Açıklamasında 17 Aralık rüşvet ve yolsuzluk operasyonuna atıfta bulunan KArakaya, açıklamasını şöyle sürdürdü: “11 yıldır yoksulluğa itilen emekçilerin tüm birikimlerinin bu düzende nasıl çalındığı ve kimlerin kutularından çıktığı ortadadır. Bizler kamu emekçileri olarak, işçilerden, köylülerden, emeklilerden, halktan kaçırılarak ayakkabı kutularında saklanan her kuruşun hesabını sormakta kararlıyız.
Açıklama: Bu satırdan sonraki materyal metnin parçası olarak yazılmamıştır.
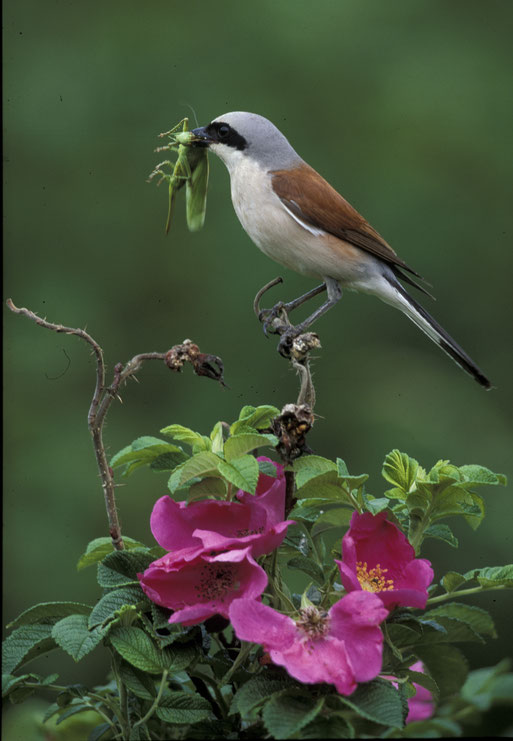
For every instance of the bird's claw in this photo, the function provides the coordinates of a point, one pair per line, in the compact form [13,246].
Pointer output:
[286,341]
[267,318]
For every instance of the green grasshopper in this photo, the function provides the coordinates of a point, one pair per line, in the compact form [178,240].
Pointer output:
[190,169]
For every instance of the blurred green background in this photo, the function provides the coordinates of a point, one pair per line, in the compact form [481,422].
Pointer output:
[405,107]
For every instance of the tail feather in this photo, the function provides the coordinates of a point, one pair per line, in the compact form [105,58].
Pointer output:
[434,331]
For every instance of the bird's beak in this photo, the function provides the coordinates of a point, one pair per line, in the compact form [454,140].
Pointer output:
[202,139]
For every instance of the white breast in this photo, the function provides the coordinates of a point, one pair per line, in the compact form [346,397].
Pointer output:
[280,235]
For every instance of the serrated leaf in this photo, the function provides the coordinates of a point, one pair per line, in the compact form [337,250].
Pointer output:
[335,517]
[353,482]
[311,509]
[183,708]
[136,647]
[376,505]
[146,451]
[478,619]
[267,468]
[48,612]
[258,418]
[325,486]
[328,727]
[308,566]
[241,472]
[178,656]
[216,436]
[26,643]
[441,531]
[73,636]
[113,601]
[201,464]
[98,548]
[139,683]
[491,577]
[197,442]
[400,470]
[452,580]
[256,690]
[207,488]
[310,466]
[479,475]
[377,701]
[286,713]
[120,568]
[238,445]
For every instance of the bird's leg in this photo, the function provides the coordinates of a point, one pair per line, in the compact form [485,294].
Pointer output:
[266,316]
[287,336]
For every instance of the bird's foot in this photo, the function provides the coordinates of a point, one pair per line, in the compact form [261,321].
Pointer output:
[272,320]
[295,343]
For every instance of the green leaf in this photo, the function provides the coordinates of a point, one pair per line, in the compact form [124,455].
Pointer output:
[491,577]
[207,488]
[197,442]
[98,548]
[267,468]
[238,445]
[376,505]
[479,475]
[353,482]
[441,531]
[199,465]
[139,683]
[148,451]
[48,612]
[113,601]
[325,486]
[255,691]
[178,656]
[338,516]
[310,466]
[478,619]
[286,713]
[183,708]
[328,727]
[308,566]
[120,568]
[73,636]
[26,643]
[377,701]
[400,470]
[216,436]
[258,418]
[136,647]
[452,580]
[241,472]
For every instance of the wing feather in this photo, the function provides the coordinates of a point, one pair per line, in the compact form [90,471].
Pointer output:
[311,199]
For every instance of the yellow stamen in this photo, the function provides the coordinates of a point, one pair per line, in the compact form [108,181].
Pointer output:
[373,580]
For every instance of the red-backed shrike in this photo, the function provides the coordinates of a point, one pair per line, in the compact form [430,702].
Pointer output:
[296,218]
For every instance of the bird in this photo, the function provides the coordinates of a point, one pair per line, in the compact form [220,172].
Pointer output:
[295,217]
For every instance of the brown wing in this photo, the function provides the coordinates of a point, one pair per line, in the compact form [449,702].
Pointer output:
[312,199]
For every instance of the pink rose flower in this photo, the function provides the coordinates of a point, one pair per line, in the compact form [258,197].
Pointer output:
[202,586]
[342,647]
[377,557]
[215,526]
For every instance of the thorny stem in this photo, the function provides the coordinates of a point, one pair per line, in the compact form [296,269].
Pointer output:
[204,365]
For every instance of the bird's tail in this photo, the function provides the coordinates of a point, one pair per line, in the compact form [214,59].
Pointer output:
[400,298]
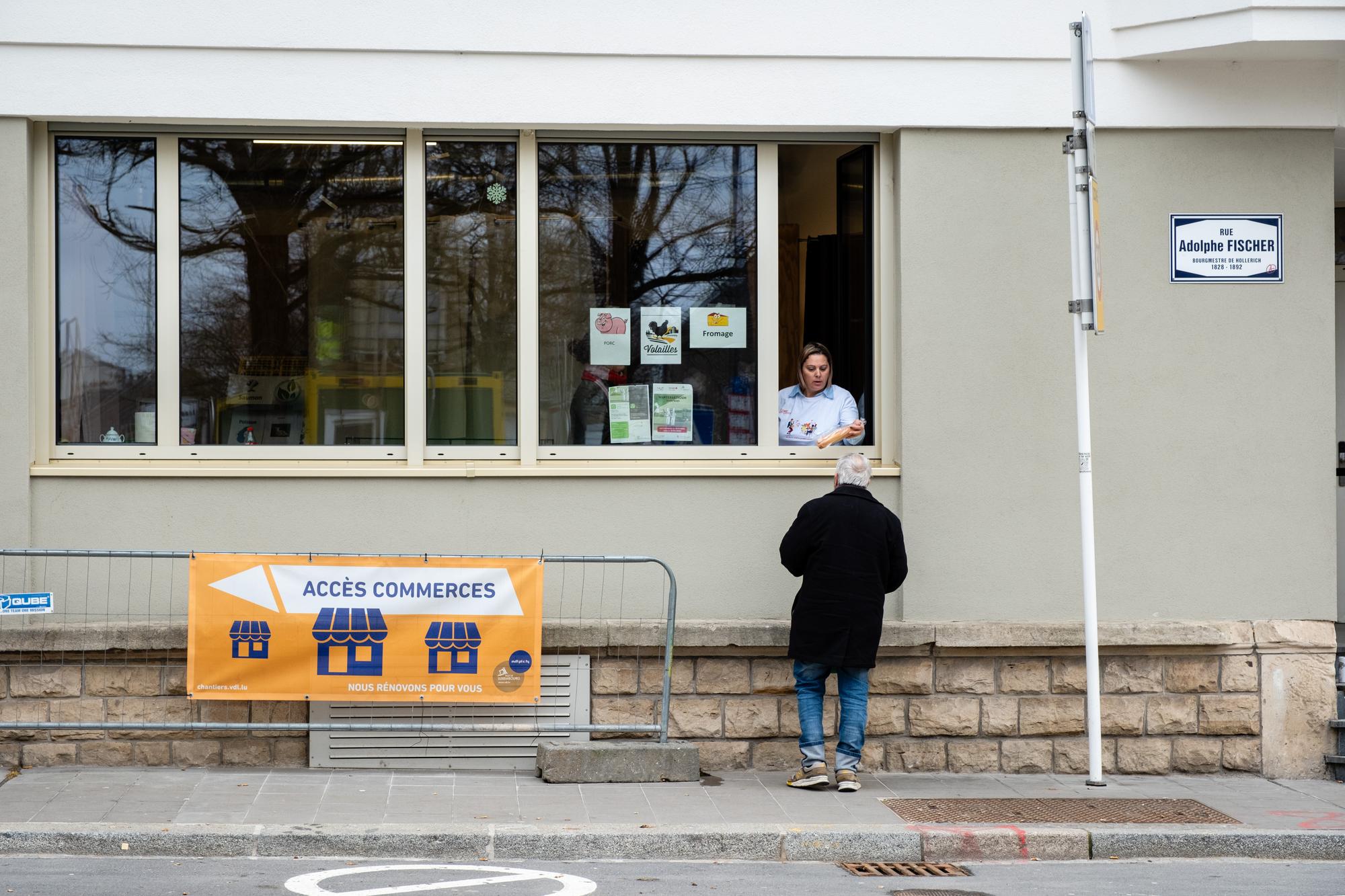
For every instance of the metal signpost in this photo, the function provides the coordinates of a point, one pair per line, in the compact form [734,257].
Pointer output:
[1086,314]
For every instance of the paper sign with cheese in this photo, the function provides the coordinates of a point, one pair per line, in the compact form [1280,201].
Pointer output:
[718,327]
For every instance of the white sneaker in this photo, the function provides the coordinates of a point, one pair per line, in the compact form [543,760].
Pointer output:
[848,780]
[810,776]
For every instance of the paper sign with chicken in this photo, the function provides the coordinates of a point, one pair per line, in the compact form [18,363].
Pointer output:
[661,335]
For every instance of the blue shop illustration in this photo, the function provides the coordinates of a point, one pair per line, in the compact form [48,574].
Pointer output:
[350,641]
[461,641]
[252,638]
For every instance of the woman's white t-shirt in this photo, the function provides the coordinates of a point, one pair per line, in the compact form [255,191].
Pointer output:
[805,420]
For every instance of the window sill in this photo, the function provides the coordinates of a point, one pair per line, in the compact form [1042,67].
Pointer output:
[438,470]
Kamu emekçilerinin gasp edilen gerçek bir toplu sözleşme hakkını kullanmaları için,

Herkese güvenceli iş, onurlu bir yaşam, insanca bir ücret için,

Kaynakların sermayeye değil, işsizlik ve yoksullukla mücadeleye ayrılması için,

Demokratik bir çalışma yaşamı için,

Başta 2014 yılı enflasyon kayıplarımız olmak üzere büyümeden dolayı kayba uğrayan tüm ekonomik ve sosyal haklarımızın en kısa zamanda telafi edilmesi için,

AKP’nin zulüm, sömürü ve talan düzenine karşı eşitlik, özgürlük, barış, adalet ve insanca bir yaşam taleplerimizle işyerlerinde, sokaklarda, hayatın her alanında tüm baskılara ve zorbalıklara rağmen inadına sesimizi yükseltmeye devam edeceğiz. Tüm kamu emekçilerini bu mücadelede yer almaya ve geleceklerine sahip çıkmaya çağırıyoruz.”

KESK’liler basın açıklamasının ardından yoksulluğun belgesi olarak adlandırdıkları bordrolarını yaktı.